A letter to my brother

Dearest brother,
I would like to thank you so much for the thoughtful gift that you gave Aaron for his birthday this year.
This morning, Max found the gift and it kept him entertained for a good portion of the day.
Who would have thought that a four year old boy would find so much enjoyment out of an electronic fart noise maker.
Signed,
Your favorite sister
Jill

p.s. Just wait until you see what I got your girls for Christmas.

12 comments:

Kristina P. said...

Adam's family loves crap like that. The fart machine is an old famous.

Jen said...

Forgive me a cruel chuckle. Mwahahaha.

M said...

lol. Love siblings. My brother's sister has always been kind enough to give us noisy and obnoxious toys. We keep promising to return the favor but I just can't bring myself to be that mean - especially given the, ahem, impish nature of her second child.

I hope you have a great time when company comes over.

Karen said...

I got our grandson one of those "popcorn popper" push toys. thank goodness I dont' have young kids...the payback would be a bitch.

Me (aka Danielle) said...

My parents are always the ones that give my children the ridiculous gifts that "keep on giving".

Chief said...

ha! that is awesome! he still tortures his sister with his farting even when they are gown and living apart

Mae Rae said...

Hey, I think your brother is one of my brothers. Funny!

mCat said...

An electronic fart noise maker. Off to go find one now!

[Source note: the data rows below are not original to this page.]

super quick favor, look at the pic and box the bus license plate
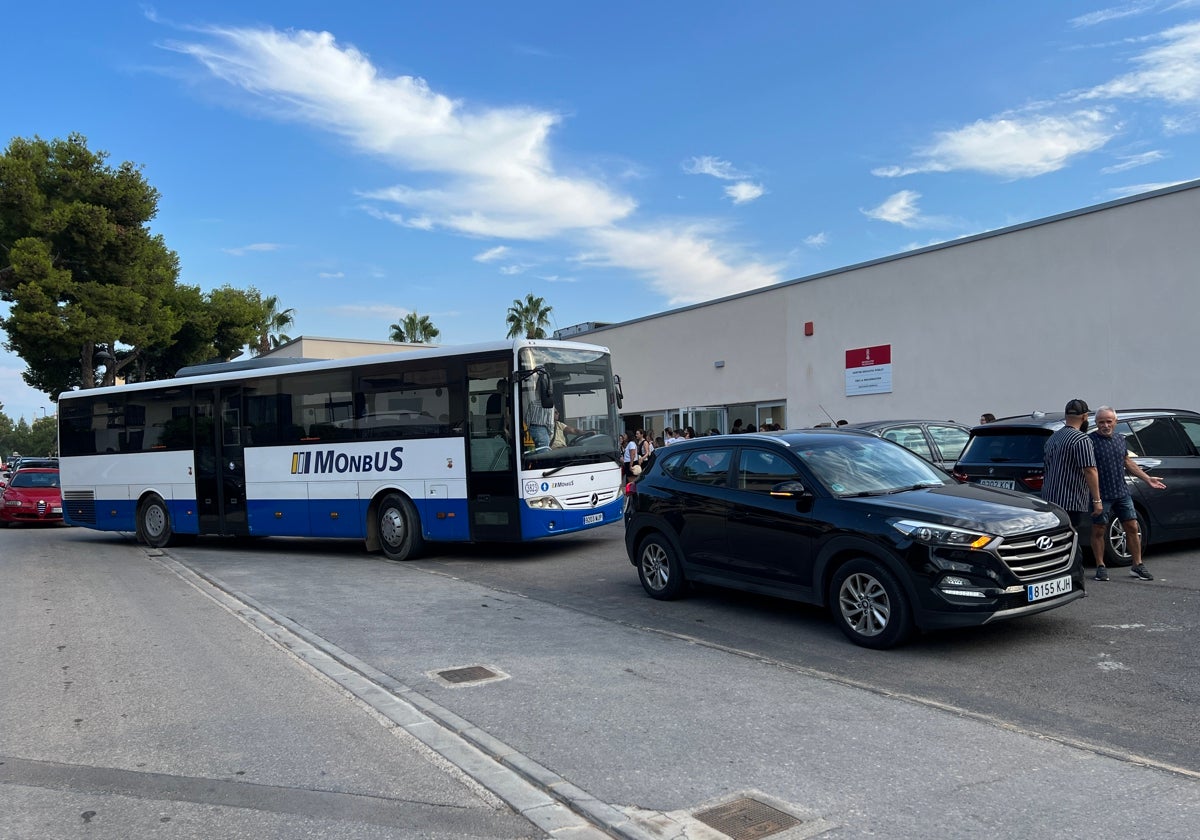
[1027,575,1072,602]
[583,513,604,524]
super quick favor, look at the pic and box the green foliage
[388,311,441,343]
[505,293,553,339]
[0,133,181,393]
[252,294,295,356]
[137,285,267,379]
[0,411,57,459]
[0,134,287,397]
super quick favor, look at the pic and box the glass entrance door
[684,406,727,436]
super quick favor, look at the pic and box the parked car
[624,430,1083,649]
[0,467,64,527]
[952,409,1200,565]
[836,419,970,471]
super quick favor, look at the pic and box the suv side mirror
[769,480,809,498]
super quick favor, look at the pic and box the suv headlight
[891,519,994,549]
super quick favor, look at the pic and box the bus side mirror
[537,370,555,409]
[614,374,624,410]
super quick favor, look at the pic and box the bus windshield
[516,345,620,472]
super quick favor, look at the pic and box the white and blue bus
[57,339,624,560]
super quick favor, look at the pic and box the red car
[0,467,64,527]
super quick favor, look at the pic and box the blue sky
[4,1,1200,423]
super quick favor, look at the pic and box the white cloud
[499,264,525,275]
[317,271,345,279]
[862,190,925,227]
[1105,178,1191,198]
[169,24,780,307]
[1078,20,1200,104]
[1070,1,1158,28]
[874,111,1116,179]
[682,156,743,179]
[169,26,636,240]
[803,232,829,248]
[725,182,765,204]
[917,111,1116,178]
[581,225,782,305]
[871,165,921,178]
[1101,150,1166,173]
[473,245,510,262]
[223,242,284,255]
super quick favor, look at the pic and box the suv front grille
[996,526,1075,581]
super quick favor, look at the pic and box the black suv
[624,430,1083,649]
[953,409,1200,565]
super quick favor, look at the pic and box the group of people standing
[620,426,700,478]
[1041,399,1166,581]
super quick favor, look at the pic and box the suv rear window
[957,429,1051,465]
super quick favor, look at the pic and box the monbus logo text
[291,446,404,475]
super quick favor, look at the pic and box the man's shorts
[1092,495,1136,525]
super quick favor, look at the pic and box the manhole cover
[694,797,801,840]
[437,665,499,684]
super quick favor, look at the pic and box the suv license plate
[1027,575,1072,602]
[583,513,604,524]
[979,478,1015,489]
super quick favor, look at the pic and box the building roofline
[578,177,1200,335]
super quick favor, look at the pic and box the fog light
[939,575,987,598]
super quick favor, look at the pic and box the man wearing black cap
[1043,399,1107,580]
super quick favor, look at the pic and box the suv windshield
[793,436,948,496]
[517,345,621,471]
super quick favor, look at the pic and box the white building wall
[605,292,790,416]
[585,181,1200,429]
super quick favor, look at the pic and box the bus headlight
[526,496,563,510]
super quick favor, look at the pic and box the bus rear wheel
[378,494,423,562]
[137,495,175,548]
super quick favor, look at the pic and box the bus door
[194,387,249,536]
[465,360,521,540]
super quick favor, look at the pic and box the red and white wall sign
[845,344,892,396]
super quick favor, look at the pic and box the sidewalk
[0,532,555,840]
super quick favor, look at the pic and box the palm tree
[254,295,296,356]
[388,311,441,343]
[505,293,553,339]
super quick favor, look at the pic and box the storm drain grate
[437,665,500,684]
[694,797,802,840]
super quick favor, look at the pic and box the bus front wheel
[137,495,175,548]
[378,494,423,562]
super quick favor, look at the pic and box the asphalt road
[4,521,1199,839]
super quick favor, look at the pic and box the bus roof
[57,338,612,402]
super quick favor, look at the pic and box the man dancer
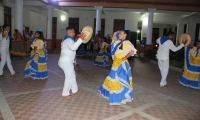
[0,24,17,77]
[58,27,86,98]
[156,31,186,88]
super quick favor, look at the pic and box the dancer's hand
[182,40,188,47]
[80,32,86,41]
[122,57,126,61]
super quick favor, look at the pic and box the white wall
[41,9,68,39]
[3,3,200,43]
[0,7,4,26]
[23,6,30,28]
[30,11,47,37]
[68,10,95,32]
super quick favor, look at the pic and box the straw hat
[179,33,191,46]
[81,26,93,43]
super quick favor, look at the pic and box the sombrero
[81,26,93,43]
[179,33,191,47]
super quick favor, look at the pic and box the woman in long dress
[24,30,48,80]
[99,30,137,105]
[10,29,26,58]
[179,40,200,89]
[94,38,109,67]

Lady of Perpetual Chaos said...

I should get one of those for my husband! Nothing says "Merry Christmas" like a fart noise maker. ;o)

Jessica G. said...

My brother and I have the same gift revenge going. A couple yeas ago, he gave my then-preschool-aged daughter a flying cow. It was the most annoying thing! This year, I am giving his kids a body wash dispenser shaped like a big nose...complete with green shower gel. It's going to be AWESOME.

Pistolmom said...

This is always the classic at family gatherings...one year the brother-in-law stuck it under our bed in the guest bedroom...and waited in the bedroom above listening thru the heat vents...when we got into bed, the fun began...lots of noise...and lots of laughter coming from upstairs...including our children that he recruited to help out!
Please pray with me that they don't put it under the pulpit at church while the bishop is speaking...this has been suggested...and would be a very bad situation :(

Damama T said...

One of the main reasons my children are afraid of having their own kids is that I plan on making them pay for their raisin'. Do you possibly know where I might get my hands on one of those magical mystical fart machines? MWAHAHAHAHA!

WV: NESSESSI - Items required to ensure that the parent of the gift recepient are driven stark raving mad as payback for some past transgression.